Interesting story about how the fangs on a marine worm are made of a remarkable material, and made by a process which is much simpler than our advanced manufacturing process. But I would like to underscore these sentences:

Scientists aren’t sure why the worms opted for copper rather than another metal more typically used by marine invertebrates, such as iron or zinc. However, one possibility is that the copper reacts with the venom stored in the fangs.

How could the worms “opt” for anything? The worm cannot think . I understand anthropomorphizing language. What is interesting is the need to conceptualize of this process in such terms.

Here we have two poisons: copper & venom. The worm needs to storm the venom. The fangs are necessary for the worm to store the venom:

“The worm has the luxury of storing these toxins in some kind of less harmful or inert form and they become toxic as they move through the channels in the jaw on their way into the prey,” Waite says.

The worm also must be careful of the copper, because copper is also poison. (Copper is a great anti-fungal for plants; I use it in the garden, sparingly.) However, these two poisons when kept separate in the jaws, protect the worm.

Until the worm has the copper jaws, there is no place to store the venom. Until the worm has the venom, it has no particular need for copper jaws. It makes perfect sense to think of the process of putting both the jaws and the venom into place at one time. But how would the process proceed piecemeal?

I can try to construct some sort of piecemeal steps: but in that construction, it is hard to avoid some end-point for the steps. For instance, Dawkins uses a random letter generator construct “Me thinks it is like a weasel” (this is Blind Watchmaker). The glaring fault with analogy is that the end-point [the various words, their order, et cetera] are presupposed. When a “good” letter is found, it is locked in place. In reality, each space would be shuffled, and none would remain locked in place.

With our worm, it has to deal with two toxins, neither of which it can keep without the other; both of which could kill the worm if mishandled. How does one construct the independent steps without knowing the end-point. It is hard (not impossible) to think this through without positing some sort of designing agency: Hence, the worm “opting”.
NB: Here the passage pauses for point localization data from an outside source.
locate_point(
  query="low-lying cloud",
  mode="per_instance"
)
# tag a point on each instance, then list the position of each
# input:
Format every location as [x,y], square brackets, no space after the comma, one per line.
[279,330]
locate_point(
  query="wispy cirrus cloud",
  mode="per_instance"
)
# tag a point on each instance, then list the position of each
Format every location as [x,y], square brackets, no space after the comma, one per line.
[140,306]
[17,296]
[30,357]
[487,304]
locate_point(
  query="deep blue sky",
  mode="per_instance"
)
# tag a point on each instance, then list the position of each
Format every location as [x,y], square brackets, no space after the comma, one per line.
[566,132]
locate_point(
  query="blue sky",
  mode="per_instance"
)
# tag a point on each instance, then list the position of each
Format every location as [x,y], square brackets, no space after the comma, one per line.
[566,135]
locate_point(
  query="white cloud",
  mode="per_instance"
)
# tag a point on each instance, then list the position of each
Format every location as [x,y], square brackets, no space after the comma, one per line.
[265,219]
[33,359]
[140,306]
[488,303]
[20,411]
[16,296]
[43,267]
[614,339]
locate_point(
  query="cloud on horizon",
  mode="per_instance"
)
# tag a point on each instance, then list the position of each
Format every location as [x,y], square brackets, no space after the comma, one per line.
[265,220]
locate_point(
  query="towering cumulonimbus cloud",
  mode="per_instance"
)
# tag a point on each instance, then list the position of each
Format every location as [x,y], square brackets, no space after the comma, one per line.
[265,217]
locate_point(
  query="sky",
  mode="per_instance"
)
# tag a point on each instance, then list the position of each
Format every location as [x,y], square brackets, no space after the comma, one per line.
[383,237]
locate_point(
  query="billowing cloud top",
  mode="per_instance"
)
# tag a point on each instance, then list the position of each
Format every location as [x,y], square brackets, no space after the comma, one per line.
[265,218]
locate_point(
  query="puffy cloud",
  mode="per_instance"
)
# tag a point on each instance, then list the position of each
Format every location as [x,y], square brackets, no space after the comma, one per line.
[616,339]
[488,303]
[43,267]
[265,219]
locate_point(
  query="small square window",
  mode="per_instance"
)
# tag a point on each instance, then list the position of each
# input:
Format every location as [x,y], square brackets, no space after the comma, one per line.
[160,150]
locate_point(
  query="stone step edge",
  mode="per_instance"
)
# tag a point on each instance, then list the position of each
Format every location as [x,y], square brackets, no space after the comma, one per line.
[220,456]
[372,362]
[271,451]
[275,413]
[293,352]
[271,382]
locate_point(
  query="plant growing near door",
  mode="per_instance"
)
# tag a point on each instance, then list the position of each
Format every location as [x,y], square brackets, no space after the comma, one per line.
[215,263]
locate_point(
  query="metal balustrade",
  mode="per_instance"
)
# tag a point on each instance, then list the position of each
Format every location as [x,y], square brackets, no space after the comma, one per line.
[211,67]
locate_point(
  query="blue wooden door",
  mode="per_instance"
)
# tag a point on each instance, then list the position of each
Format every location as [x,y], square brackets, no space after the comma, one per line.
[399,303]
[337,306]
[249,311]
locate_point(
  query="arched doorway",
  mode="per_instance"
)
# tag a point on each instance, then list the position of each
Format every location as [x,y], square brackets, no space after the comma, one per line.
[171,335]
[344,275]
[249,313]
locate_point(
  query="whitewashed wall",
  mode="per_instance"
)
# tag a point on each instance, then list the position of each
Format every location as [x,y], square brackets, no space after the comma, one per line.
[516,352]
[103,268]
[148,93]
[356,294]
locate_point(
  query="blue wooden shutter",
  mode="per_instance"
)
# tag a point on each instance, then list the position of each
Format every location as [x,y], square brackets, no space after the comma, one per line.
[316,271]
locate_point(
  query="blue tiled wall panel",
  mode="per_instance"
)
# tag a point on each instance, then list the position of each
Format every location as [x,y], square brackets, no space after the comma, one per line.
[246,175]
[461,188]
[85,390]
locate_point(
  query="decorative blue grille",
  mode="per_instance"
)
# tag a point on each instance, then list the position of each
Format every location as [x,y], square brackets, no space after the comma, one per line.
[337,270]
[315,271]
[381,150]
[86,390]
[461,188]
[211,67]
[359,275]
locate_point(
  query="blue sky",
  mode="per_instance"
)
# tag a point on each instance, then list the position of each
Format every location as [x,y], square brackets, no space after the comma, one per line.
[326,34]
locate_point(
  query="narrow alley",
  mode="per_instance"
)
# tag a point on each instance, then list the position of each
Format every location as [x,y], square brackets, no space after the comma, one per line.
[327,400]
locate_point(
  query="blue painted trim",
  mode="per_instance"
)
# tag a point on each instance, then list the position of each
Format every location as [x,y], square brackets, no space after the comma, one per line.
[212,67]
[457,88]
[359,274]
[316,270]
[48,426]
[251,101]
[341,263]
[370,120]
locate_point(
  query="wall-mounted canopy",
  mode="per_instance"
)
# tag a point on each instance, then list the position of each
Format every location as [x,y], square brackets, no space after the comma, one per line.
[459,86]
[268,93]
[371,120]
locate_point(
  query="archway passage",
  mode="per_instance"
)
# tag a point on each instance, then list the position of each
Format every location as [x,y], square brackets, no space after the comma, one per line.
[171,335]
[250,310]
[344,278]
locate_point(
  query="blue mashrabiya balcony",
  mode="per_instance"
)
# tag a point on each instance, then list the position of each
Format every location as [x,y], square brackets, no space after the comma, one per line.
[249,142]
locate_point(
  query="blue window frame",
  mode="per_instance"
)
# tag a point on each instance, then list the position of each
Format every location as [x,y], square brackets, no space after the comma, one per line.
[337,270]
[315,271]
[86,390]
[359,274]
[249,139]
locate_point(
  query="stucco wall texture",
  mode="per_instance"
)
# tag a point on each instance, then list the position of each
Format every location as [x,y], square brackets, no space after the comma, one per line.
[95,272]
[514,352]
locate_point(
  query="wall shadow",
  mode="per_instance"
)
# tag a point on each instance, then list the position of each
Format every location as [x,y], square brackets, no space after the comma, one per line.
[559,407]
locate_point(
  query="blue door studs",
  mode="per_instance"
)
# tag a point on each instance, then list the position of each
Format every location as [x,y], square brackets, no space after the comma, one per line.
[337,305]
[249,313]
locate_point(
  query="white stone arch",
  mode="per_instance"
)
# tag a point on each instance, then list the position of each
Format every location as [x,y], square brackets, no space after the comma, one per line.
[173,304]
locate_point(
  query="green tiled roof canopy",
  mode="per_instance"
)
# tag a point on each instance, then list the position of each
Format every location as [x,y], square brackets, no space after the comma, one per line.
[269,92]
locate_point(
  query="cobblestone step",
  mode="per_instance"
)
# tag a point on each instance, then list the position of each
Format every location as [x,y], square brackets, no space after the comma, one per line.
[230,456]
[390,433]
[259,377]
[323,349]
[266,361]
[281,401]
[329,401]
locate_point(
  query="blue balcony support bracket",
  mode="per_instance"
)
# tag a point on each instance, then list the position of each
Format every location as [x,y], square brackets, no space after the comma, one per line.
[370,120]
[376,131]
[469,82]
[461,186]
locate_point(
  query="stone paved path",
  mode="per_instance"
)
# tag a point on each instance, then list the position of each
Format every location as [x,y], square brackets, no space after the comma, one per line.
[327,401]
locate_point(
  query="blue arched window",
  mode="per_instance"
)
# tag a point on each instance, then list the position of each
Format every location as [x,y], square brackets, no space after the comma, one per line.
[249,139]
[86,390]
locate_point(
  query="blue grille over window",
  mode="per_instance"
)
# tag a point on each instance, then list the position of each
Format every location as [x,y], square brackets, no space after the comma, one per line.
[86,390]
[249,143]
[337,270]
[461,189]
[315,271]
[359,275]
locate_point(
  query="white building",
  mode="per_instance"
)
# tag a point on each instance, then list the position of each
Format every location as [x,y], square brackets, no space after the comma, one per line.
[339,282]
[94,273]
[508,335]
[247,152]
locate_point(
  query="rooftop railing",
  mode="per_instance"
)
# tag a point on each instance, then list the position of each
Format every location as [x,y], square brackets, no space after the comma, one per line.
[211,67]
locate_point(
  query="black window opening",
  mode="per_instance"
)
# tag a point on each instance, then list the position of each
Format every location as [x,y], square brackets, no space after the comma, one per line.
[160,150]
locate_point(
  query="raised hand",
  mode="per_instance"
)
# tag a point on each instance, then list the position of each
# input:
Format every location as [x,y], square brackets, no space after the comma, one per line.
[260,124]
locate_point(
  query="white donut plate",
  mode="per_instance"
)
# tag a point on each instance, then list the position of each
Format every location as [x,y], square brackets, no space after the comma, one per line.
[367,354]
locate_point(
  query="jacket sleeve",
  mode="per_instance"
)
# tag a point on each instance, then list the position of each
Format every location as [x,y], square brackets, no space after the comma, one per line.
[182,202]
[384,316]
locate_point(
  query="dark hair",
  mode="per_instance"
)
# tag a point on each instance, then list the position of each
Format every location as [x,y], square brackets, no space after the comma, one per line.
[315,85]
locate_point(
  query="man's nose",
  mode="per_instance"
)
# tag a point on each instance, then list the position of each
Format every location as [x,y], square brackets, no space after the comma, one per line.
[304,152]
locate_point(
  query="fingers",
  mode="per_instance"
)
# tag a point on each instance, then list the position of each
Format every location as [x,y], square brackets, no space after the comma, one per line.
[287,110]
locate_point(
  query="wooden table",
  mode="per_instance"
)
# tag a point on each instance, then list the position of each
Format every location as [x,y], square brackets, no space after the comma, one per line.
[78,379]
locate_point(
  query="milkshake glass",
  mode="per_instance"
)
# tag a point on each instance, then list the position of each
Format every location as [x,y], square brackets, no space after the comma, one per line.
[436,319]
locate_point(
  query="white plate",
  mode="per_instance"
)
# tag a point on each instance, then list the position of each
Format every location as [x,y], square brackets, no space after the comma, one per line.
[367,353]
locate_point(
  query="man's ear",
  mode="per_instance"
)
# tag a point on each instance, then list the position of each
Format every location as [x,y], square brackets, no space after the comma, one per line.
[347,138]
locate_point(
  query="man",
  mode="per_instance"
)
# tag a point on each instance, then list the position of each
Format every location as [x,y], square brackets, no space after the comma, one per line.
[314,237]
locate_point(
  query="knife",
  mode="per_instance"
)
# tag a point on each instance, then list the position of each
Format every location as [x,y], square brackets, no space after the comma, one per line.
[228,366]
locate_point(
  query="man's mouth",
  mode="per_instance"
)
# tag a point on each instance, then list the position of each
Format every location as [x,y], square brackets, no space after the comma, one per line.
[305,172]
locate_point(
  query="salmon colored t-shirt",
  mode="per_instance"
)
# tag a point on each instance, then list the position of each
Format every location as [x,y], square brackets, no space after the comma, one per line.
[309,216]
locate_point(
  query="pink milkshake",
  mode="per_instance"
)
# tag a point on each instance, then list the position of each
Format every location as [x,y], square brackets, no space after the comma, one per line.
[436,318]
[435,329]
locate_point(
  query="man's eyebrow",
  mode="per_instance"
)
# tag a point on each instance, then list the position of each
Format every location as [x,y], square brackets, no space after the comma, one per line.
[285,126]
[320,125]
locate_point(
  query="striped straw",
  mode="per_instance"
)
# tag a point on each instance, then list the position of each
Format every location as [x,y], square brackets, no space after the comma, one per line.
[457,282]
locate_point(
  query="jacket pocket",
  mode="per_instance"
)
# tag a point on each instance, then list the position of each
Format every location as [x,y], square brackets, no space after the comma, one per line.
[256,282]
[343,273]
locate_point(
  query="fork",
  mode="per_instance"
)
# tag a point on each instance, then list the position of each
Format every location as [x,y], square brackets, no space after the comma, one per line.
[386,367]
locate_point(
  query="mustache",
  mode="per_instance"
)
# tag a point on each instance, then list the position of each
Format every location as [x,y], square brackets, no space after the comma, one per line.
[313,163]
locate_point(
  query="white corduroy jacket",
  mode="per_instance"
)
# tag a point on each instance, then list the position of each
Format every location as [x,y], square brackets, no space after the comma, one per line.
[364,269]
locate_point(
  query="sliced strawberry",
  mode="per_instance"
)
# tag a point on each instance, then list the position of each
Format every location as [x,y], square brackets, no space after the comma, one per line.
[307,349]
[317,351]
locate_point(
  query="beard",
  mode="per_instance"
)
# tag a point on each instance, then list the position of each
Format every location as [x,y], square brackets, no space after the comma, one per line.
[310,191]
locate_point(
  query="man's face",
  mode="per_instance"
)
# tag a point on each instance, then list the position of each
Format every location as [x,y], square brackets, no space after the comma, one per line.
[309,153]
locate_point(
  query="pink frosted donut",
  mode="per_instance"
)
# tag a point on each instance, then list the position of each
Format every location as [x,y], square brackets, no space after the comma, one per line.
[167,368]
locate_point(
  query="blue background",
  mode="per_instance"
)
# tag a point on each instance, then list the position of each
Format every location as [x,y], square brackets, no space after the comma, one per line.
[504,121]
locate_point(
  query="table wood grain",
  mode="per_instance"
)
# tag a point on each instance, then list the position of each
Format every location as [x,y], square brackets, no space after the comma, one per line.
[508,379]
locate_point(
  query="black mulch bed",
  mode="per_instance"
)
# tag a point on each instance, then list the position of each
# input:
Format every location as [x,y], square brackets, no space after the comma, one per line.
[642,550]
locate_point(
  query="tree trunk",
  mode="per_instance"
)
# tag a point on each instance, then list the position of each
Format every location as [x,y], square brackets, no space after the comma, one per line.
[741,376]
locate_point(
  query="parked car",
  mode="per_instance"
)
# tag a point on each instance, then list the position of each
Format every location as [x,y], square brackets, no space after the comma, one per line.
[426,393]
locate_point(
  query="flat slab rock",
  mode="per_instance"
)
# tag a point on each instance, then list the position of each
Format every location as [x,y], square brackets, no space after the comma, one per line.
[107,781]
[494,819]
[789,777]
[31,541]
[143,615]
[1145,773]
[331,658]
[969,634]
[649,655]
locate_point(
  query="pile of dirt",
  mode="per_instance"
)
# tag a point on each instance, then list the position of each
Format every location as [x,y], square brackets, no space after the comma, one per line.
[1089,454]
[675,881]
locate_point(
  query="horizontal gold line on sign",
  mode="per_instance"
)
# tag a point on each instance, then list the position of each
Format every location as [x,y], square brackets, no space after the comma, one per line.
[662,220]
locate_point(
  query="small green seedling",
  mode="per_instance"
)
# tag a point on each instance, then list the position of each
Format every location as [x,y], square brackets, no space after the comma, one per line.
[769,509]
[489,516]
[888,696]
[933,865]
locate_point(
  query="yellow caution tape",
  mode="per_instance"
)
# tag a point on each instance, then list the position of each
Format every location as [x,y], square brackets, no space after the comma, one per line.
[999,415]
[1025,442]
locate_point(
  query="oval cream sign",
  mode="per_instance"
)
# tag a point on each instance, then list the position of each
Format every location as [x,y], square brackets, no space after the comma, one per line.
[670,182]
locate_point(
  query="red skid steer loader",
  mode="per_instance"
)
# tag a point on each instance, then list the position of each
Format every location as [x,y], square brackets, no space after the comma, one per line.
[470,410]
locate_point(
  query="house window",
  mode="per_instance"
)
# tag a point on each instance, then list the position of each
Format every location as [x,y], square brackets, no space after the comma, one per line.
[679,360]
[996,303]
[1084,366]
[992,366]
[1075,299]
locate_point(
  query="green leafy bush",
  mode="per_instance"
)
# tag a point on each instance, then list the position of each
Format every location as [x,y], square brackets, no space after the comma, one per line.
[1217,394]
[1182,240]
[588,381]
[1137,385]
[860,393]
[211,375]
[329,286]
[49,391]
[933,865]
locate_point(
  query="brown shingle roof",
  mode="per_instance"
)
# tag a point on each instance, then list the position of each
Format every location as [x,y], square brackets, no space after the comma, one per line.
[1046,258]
My point is not directly an evolutionary point but more a thought about a “conceptual schema.” We have to organize information into certain schemas to be comprehensible; otherwise, we would have only discrete, unconnected objects. Seeing agency seems to be one such schema. It takes tremendous effort to avoid referring to a designing agent when looking at complex systems.

This could mean this schema is simply a rule-of-thumb run amuck. It could mean we are designed to see design. Just thinking.